Considera-se que a resposta a estas questões é claramente negativa, nenhuma censura merecendo, por isso, o decidido, na especificidade do caso dos autos, pelas instâncias.

Note-se que a tese sustentada pela recorrente implicaria a criação, no procedimento de adopção, de uma espécie de litisconsórcio necessário de todos os parentes biológicos do adoptado, integrando a respectiva família alargada; ou seja, a regularidade da instância no procedimento tendente à adopção implicaria que o Tribunal devesse, mesmo oficiosamente, promover a intervenção e audição procedimental de todos aqueles familiares biológicos, sob pena de a omissão do chamamento a intervir determinar nulidade insanável, a qual sobreviveria à própria formação do caso julgado, sendo invocável no âmbito do incidente de revisão – tal como o seriam quaisquer outras nulidades de processo que alegadamente tivessem ocorrido aquando do julgamento da causa.

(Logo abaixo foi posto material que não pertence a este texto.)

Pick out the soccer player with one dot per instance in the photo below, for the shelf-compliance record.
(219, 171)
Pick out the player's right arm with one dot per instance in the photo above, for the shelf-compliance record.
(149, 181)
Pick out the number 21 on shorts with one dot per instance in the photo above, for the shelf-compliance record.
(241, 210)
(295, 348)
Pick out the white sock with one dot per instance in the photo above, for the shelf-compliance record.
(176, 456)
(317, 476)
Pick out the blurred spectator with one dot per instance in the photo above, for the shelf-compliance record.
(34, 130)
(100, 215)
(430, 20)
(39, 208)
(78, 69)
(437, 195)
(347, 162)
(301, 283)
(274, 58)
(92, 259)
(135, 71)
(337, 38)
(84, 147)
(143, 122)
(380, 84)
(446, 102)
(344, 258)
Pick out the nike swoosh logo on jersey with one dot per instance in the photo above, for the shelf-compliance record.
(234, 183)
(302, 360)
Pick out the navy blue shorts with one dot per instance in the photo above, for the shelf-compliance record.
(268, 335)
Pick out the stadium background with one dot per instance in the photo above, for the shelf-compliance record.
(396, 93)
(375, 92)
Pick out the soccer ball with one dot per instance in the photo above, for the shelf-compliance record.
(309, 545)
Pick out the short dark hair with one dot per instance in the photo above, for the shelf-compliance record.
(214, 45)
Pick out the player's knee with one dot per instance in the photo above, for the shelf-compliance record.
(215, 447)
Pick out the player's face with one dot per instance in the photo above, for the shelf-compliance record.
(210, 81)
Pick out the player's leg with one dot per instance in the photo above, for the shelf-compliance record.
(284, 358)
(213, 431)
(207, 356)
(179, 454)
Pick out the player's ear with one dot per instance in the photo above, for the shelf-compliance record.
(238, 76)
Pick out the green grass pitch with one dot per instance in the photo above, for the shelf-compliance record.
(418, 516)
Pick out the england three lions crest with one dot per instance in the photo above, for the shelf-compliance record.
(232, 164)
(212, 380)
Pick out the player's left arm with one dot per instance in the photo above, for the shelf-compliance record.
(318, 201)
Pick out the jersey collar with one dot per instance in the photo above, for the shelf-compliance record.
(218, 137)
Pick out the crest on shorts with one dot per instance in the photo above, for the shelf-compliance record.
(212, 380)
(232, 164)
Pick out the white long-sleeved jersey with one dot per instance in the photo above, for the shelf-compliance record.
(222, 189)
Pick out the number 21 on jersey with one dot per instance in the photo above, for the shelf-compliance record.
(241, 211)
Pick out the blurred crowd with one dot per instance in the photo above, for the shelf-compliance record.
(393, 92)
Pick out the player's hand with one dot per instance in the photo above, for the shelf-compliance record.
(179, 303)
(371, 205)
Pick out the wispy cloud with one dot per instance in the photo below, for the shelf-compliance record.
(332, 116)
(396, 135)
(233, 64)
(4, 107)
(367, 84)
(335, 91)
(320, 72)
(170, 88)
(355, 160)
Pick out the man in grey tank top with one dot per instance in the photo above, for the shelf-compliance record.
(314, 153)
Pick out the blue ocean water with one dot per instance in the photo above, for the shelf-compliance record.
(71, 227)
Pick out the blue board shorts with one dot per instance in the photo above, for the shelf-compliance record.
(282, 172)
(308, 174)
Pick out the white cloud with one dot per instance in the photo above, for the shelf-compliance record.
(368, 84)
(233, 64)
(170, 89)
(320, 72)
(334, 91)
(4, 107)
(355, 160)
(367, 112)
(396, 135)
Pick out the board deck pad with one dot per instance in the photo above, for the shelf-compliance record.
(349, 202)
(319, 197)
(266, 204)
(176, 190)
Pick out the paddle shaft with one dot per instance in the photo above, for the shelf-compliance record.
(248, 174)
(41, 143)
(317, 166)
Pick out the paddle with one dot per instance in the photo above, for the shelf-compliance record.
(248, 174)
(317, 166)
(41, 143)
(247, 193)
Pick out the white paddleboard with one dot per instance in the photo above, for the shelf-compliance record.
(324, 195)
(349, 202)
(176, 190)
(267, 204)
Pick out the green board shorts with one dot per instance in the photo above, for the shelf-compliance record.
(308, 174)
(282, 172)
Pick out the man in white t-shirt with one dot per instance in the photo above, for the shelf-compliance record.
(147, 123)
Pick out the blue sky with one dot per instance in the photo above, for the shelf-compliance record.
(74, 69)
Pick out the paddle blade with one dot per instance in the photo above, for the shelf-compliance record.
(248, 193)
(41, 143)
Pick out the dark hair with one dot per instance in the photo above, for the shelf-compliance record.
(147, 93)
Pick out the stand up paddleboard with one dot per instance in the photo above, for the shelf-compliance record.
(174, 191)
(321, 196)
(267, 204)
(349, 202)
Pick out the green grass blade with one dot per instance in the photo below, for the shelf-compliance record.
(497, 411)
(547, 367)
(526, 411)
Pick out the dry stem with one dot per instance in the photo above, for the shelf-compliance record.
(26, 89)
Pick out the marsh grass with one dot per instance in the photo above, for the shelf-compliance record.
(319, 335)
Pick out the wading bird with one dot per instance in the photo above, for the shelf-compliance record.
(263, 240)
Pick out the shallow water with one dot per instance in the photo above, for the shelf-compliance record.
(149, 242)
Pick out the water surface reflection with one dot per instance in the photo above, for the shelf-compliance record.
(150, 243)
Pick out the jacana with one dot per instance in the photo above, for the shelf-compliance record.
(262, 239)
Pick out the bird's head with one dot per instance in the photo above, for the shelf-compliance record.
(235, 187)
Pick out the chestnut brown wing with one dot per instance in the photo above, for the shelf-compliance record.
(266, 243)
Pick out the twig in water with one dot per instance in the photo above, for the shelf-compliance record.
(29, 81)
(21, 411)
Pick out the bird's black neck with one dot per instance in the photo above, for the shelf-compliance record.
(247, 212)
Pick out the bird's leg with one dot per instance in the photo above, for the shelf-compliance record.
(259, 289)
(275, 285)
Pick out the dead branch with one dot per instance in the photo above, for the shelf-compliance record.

Tal tese não tem o mínimo apoio nas normas reguladoras, quer da admissibilidade de revisão da sentença de adopção e legitimação para formular o respectivo pedido (art. 1990º/1991º CC), quer da interposição do recurso de revisão (art. 696º CPC), assentes sempre numa enumeração estritamente taxativa dos fundamentos do eventual juízo rescisório do caso julgado - que manifestamente não ocorrem na situação dos autos: por outro lado – e como é evidente – a precarização da sentença de adopção que decorreria do hipotético reconhecimento de um tal direito – conduzindo a um juízo rescisório do caso julgado da sentença que decretou a adopção plena - a um leque alargado de familiares biológicos do adoptado que nenhuma intervenção espontânea curaram de deduzir oportunamente no processo, seria colidente com a indispensável estabilidade do projecto de vida do menor e de permanência dos vínculos afectivos moldados ao longo do tempo com a família de acolhimento.

Saliente-se que esta conclusão – alicerçada, não apenas na invocação do regime legal em vigor, mas também na funcionalidade própria de uma sentença que decrete, com força de caso julgado, a adopção – é justificada por uma tendencial e quase definitiva estabilidade do projecto de vida do menor (que não pode obviamente ser, a todo o tempo, afectado pela disponibilidade ou indisponibilidade de os parentes biológicos, no momento próprio, o acolherem e dele cuidarem [...]), - inconciliável com o fazer e desfazer da estabilidade do meio familiar em que o menor está inserido, ao sabor das vicissitudes da vida pessoal dos membros daquela família biológica alargada.

Esta ideia base não é obviamente afectada pelas normas constitucionais que estabelecem um núcleo essencial de protecção da família biológica, que tem naturalmente que se articular com a tutela constitucional do instituto da adopção – importando realçar que o TC tem dado relevo fundamental a tal valor de estabilidade da adopção já decretada, ao admitir a existência de limitações legítimas quanto ao exercício do direito de revisão pelos próprios progenitores do adoptado: veja-se, nomeadamente, o Ac. 416/2011, em que o TC decidiu não julgar inconstitucional a norma constante do n.º 1 do artigo 62.º-A da Lei de Protecção de Crianças e Jovens em Perigo, aprovada pela Lei n.º 147/99, de 1 de Setembro, introduzido pela Lei n.º 31/2003, de 22 de Agosto, interpretada no sentido de proibir a revisão, para efeitos de reapreciação da conduta e condições supervenientes dos progenitores, da medida de confiança com vista a futura adopção [...]".